In a nutshell, almost every single task in Microsoft Fabric can be completed in multiple ways, and there is no “right” or “wrong” tool, as long as it gets the job done (of course, as efficiently as possible).
Therefore, this article is not about bringing the on-prem SQL Server data to Fabric in the “right” way, but more an overview of the current options we have at our disposal. The main motivation for examining these options and writing about them is the question I’ve been frequently asked in recent months: “We have our data (or chunks of data) stored in an on-prem SQL Server. How can we leverage this data within the Microsoft Fabric landscape?”
So, let’s check what can we do as of today (June 2024)…
Prerequisites
On-Premises Data Gateway
First things first…To be able to bring on-prem data into cloud, you need a special piece of software called on-premises data gateway, which you can download for free from here. Explaining on-premises data gateway is out of the scope of this article, but in a nutshell, you can think of it as a bridge between your non-cloud data (i.e. SQL Server, Oracle, etc.) and various cloud services, such as Power BI, Logic Apps, etc.
Gateway is responsible for ensuring a secure connection to on-prem data sources and reliable data transfer from on-prem sources to cloud.
Simply said, you MUST have a gateway installed, to be able to bring your SQL Server data to Microsoft Fabric.

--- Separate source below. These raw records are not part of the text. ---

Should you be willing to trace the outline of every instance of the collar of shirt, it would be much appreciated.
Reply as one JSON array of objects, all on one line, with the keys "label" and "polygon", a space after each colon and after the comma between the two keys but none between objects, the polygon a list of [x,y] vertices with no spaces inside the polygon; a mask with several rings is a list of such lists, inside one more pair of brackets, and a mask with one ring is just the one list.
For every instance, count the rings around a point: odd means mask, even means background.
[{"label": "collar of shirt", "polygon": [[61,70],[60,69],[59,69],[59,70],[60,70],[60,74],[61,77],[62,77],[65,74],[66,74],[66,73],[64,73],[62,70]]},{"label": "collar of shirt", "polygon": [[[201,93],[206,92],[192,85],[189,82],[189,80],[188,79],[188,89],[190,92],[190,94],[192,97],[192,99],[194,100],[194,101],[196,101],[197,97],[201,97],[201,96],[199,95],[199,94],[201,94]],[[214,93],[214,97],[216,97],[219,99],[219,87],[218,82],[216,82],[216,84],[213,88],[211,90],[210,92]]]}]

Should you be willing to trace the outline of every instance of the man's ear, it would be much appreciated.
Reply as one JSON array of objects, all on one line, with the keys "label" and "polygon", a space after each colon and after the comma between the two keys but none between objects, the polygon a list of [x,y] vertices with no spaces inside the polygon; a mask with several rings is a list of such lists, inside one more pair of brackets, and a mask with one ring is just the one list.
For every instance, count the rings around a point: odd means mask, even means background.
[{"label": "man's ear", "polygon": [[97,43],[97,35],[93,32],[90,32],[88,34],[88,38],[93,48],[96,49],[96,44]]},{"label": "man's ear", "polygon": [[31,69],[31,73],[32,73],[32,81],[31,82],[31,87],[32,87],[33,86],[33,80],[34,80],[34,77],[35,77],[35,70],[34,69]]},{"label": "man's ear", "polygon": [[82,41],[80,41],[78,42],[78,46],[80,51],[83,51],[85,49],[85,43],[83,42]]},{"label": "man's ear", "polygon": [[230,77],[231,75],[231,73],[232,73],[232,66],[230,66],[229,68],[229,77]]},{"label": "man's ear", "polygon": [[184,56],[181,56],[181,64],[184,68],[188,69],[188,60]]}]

Connection to SQL Server data source
Once you have the on-prem gateway up and running, you need to create and configure a connection to the specific instance of the SQL Server. In this step, you must provide details such as server name, database name, and login credentials.

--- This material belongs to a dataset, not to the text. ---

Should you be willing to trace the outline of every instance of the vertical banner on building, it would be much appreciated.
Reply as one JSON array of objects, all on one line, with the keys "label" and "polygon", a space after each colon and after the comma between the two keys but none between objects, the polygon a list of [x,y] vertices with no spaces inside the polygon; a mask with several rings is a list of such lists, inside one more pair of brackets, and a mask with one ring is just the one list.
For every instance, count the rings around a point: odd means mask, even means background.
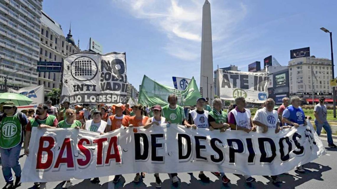
[{"label": "vertical banner on building", "polygon": [[184,90],[186,89],[188,85],[188,83],[191,82],[191,80],[189,79],[183,77],[173,77],[172,79],[173,80],[174,88],[180,90]]},{"label": "vertical banner on building", "polygon": [[263,103],[268,97],[268,73],[218,71],[220,98],[234,101],[238,97],[246,102]]},{"label": "vertical banner on building", "polygon": [[72,104],[126,103],[125,52],[75,53],[64,60],[61,101]]},{"label": "vertical banner on building", "polygon": [[8,92],[18,93],[26,96],[33,101],[30,104],[27,106],[18,106],[19,111],[28,108],[36,109],[39,104],[44,103],[44,86],[39,85],[22,88],[18,90],[8,89]]}]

In the illustration above, you can see how to access Manage Connections and gateways from the Admin portal in Microsoft Fabric. You may also notice that I already configured a connection to the Adventure Works 2020 database on my SQL Server local instance.
Since we installed a gateway and configured the connection, we can now move forward and learn how to bring the data from SQL Server to Microsoft Fabric.
Option 1: Dataflows Gen2
This is a low-code/no-code approach for bringing (any) data into Fabric. For anyone who ever worked with Power Query in Power BI (both in Power BI Desktop and/or Power Query Online), the entire scenery will look very familiar. From a user interface perspective, nothing changed in Dataflows Gen2, except one key thing – you can now choose the output for your data!
If you go to the Data Factory experience, there is an option to create a new Dataflow Gen2:
I’ll select SQL Server as a data source and then configure my connection to the local instance of SQL Server and AdventureWorksDW2020 database. Since I’ve already created the connection, it will automatically appear in the dialog window:
From there, the process is fairly straightforward – you choose tables and/or views you want to bring into Fabric, and you can optionally apply data transformations using a rich set of options of the Power Query Editor:
Finally, the key step in the entire process is to set the data destination. Currently, you can choose between a lakehouse, warehouse, KQL database (Kusto) and Azure SQL database:
Once you are happy with all the settings, you publish the dataflow, and, depending on the amount of the data that needs to be transferred from the on-prem SQL Server to Fabric, it may take some time to see the data available in the form of delta tables within a Fabric destination you specified. By default, all of the tables will be v-ordered and ready for further downstream consumption by all Fabric engines, including Direct Lake mode for Power BI.
Option #2: Pipelines
With Dataflows Gen2, it was super easy! Let’s now examine another option – Data pipeline.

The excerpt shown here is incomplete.